Ivan Sanz Carasa
Ivan Sanz Carasa

Reputation: 1387

perfect forwading tuple values from std::get

I have a nice implementation similar to std::apply that expands a tuple as arguments for a function. It works perfectly, except that std::get is always returning an lvalue and it fails to match the proper overload.
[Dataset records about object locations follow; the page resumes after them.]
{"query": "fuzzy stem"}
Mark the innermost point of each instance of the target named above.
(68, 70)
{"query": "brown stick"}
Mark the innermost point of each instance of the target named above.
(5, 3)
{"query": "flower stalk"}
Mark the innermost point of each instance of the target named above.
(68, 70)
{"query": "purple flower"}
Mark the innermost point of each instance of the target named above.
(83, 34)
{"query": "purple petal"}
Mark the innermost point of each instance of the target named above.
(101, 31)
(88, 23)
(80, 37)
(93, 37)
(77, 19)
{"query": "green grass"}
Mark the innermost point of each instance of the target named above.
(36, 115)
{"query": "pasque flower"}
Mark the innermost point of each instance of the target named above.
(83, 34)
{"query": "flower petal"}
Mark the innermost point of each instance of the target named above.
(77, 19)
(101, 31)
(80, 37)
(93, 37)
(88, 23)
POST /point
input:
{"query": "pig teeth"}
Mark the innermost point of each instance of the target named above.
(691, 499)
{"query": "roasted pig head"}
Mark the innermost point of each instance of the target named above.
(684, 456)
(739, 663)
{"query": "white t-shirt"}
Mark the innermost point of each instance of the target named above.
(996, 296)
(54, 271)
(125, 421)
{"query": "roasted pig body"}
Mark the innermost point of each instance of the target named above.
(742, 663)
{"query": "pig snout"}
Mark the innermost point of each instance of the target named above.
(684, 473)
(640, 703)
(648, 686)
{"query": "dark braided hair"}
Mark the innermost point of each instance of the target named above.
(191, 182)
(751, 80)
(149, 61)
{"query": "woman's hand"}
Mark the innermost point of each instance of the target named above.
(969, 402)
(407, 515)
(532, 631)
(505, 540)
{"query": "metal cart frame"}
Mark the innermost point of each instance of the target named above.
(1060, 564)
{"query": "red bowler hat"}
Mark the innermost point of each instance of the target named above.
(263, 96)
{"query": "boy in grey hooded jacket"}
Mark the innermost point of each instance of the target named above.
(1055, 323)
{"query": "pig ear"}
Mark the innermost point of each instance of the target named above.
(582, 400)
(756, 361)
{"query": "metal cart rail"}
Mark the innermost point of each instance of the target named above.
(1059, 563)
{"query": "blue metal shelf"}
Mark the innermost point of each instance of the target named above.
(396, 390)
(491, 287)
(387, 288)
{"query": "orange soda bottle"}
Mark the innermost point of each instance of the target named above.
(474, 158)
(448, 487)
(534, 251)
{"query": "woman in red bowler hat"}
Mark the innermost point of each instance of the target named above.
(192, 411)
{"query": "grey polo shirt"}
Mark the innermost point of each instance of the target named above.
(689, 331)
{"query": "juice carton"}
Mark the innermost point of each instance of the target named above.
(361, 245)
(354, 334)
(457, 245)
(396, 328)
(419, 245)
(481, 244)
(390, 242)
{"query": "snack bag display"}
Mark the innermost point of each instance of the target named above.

POC code can be found here: https://wandbox.org/permlink/OUYMQY2afL8vRMUu

The idea is to add std::forward to apply_sequence so it prints ONE TWO THREE

void printNumber(const int& x, const int& y)
{
    std::cout << "ONE" << std::endl;
}

void printNumber(const int& x, int&& y)
{
    std::cout << "TWO" << std::endl;
}

void printNumber(int&& x, const int& y)
{
    std::cout << "THREE" << std::endl;
}

template<typename... TTuple, std::size_t... Indices>
auto apply_sequence(const std::tuple<TTuple...>& tuple, std::index_sequence<Indices...>)
{
    // missing: forward value to proper type (currently is always lvalue)
    return printNumber(std::get<Indices>(tuple)...);
}

template<typename... TTuple>
auto apply_tuple(const std::tuple<TTuple...>& tuple)
{
    return apply_sequence(tuple, std::index_sequence_for<TTuple...>());
}

int main(int argc, char* argv[])
{
    std::tuple<int, int> one { 1, 2 };
    apply_tuple(one); // ONE

    std::tuple<int, int&&> two { 1, 2 };
    apply_tuple(two); // TWO

    std::tuple<int&&, int> three { 1, 2 };
    apply_tuple(three); // THREE

    return 0;
}

EDIT: In case someone wants the solution to the problem https://wandbox.org/permlink/XkUjfypAMepJRPgZ

Upvotes: 1

Views: 85

Answers (1)

xskxzr
xskxzr

Reputation: 13040

The reason is that if the tuple argument is an lvalue, std::get returns an lvalue, even though the element is an rvalue reference. You can write your own my_get to resolve it:

// If the element is not an rvalue reference, behave the same as std::get
template< std::size_t I, class... Types >
constexpr std::enable_if_t <
              !std::is_rvalue_reference_v<std::tuple_element_t<I, std::tuple<Types...>>>, 
               std::tuple_element_t<I, std::tuple<Types...>>const&
          >
    my_get( const std::tuple<Types...>& t ) noexcept
{
    return std::get<I>(t);
}

// If the element is an rvalue reference, move the result of std::get
template< std::size_t I, class... Types >
constexpr std::enable_if_t <
              std::is_rvalue_reference_v<std::tuple_element_t<I, std::tuple<Types...>>>, 
              std::tuple_element_t<I, std::tuple<Types...>>
          >
    my_get( const std::tuple<Types...>& t ) noexcept
{
    return std::move(std::get<I>(t));
}

Use my_get instead of std::get in your code, then everything goes well.